Mayor's WINS Address
Hear the Mayor's Message
First, let's look at the severity of the problem. 70 to 80 percent of those arrested in New York City each year test positive for drug use. And according to a study released last month, children whose parents abuse drugs and alcohol are almost 3 times likelier to be abused and more than 4 times likelier to be neglected than children of parents who are not substance abusers. To address this crisis, over the last five years - and particularly since October of 1997 - we've intensified the City's anti-drug strategies like never before.
In education, we have increased our commitment to the DARE (Drug Abuse Resistance Education) program, reaching out to 315 schools last year alone, and expanding the program to after-school hours. We've also doubled the number of Safe Corridors for Children - which intensify police patrols surrounding schools just before and after school hours - and initiated a major public education campaign to articulate the dangers of drugs.

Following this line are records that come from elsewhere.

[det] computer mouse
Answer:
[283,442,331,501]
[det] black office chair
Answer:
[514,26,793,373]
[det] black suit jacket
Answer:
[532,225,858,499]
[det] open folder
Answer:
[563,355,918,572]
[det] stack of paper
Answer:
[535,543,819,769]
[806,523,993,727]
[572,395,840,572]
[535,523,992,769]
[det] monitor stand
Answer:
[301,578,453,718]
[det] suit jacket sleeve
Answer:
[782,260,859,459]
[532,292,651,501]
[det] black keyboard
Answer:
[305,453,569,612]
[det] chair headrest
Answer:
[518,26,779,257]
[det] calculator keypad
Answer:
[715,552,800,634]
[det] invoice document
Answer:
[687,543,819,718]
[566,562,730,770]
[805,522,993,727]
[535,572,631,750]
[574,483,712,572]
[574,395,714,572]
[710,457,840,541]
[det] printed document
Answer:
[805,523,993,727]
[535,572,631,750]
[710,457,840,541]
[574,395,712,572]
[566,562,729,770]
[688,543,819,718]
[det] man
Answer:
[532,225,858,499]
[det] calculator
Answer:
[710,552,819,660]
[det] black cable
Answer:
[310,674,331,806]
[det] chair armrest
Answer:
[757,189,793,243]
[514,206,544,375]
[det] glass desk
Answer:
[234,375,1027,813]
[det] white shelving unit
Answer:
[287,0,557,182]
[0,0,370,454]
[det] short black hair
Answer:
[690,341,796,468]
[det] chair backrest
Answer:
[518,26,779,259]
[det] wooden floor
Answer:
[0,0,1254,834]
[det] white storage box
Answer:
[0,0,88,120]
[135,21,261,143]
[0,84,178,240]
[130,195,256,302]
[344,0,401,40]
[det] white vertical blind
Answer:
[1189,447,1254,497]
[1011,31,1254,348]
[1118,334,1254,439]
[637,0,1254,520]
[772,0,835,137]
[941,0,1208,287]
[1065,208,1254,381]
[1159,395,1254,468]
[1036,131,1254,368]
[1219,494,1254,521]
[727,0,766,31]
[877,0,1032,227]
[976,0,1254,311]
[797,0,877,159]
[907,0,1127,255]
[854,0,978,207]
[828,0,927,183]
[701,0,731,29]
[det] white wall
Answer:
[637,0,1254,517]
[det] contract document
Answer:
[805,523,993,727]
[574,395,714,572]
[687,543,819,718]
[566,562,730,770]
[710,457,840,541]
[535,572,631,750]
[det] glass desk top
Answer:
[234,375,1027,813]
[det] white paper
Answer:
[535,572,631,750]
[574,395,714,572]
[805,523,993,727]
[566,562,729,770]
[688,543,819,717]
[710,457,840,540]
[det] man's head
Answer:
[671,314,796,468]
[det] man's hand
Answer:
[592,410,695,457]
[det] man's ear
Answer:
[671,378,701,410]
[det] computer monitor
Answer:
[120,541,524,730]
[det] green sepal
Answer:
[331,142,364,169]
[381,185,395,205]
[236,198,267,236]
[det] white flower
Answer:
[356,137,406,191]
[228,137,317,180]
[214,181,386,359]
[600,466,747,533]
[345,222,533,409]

Drug treatment slots at Rikers Island have nearly quadrupled… and the New York City Department of Probation's treatment capacity is being dramatically expanded.
And we are demanding that all treatment programs funded by the City get results. For instance, work must be included as a fundamental part of any drug treatment - because the most important part of successful rehabilitation from addiction is reintegrating recovering addicts into society so that they are able to take care of themselves and their families.

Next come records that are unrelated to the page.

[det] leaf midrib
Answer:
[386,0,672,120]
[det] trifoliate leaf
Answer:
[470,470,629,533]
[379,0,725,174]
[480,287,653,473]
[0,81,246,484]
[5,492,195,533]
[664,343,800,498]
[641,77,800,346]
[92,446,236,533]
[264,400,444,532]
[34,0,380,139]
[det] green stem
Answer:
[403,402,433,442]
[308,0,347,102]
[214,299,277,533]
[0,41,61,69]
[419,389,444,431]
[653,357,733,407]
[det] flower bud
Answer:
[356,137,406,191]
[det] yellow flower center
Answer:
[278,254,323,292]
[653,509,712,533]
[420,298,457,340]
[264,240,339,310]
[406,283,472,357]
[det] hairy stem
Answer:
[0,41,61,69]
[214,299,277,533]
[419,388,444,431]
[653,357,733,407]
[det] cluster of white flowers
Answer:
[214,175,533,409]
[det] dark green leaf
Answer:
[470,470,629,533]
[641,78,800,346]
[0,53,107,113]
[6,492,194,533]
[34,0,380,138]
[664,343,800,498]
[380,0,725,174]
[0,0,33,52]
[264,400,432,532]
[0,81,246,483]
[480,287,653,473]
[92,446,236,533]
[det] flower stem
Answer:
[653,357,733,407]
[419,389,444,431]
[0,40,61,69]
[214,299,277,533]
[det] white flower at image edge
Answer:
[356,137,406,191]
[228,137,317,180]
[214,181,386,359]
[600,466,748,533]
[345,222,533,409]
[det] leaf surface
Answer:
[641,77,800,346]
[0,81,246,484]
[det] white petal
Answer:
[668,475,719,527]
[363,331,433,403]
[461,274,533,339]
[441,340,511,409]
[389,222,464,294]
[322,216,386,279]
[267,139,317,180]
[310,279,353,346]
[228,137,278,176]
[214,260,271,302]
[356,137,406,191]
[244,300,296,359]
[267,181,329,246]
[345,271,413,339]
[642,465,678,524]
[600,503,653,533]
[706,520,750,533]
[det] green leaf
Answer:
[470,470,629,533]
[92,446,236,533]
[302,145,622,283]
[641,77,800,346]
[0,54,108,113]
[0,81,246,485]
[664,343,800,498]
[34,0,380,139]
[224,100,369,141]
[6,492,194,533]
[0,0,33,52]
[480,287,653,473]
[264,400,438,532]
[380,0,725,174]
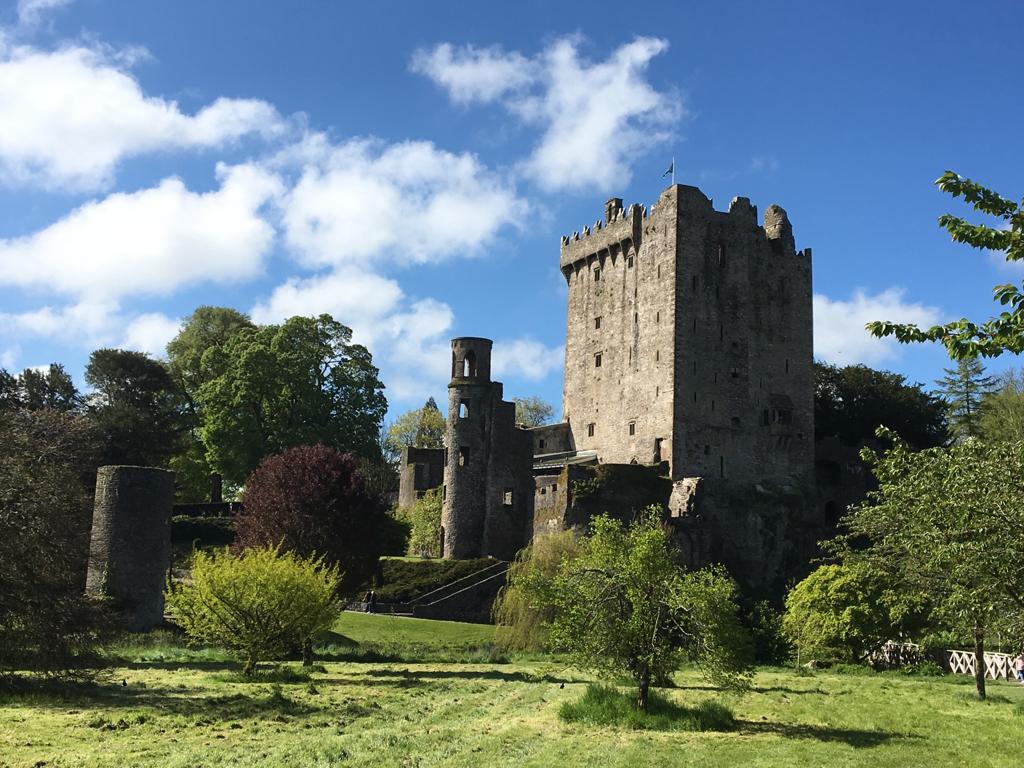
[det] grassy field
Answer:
[0,613,1024,768]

But it's in the area of law enforcement that our progress is probably most visible. The core of these efforts, above and beyond the very important implementation of Drug-Free Parks, Drug-Free School Zones, the Model Block program and other initiatives, has been the roll-out of 13 anti-drug enforcement initiatives all throughout the City. Four of these initiatives - in South Brooklyn, Northern Queens, Central Bronx and East Harlem - began just last week. The idea is to blanket the City and give drug dealers no place to hide.
It's working. Last year, in precincts with new narcotics initiatives, crime dropped over 16 percent - with a 22 percent decline in shooting incidents. Compare that to the substantial, but lower, single-year citywide drops of 10 percent in overall crime and 8 percent in shooting incidents.
We are at a critical moment in our ongoing effort to address drug abuse realistically and relentlessly. If we work all work together - acknowledging that we still have a long way to go - we can make a tremendous difference and move closer to the drug-free New York City we all want and need.
From Gracie Mansion, this is Mayor Rudy Giuliani.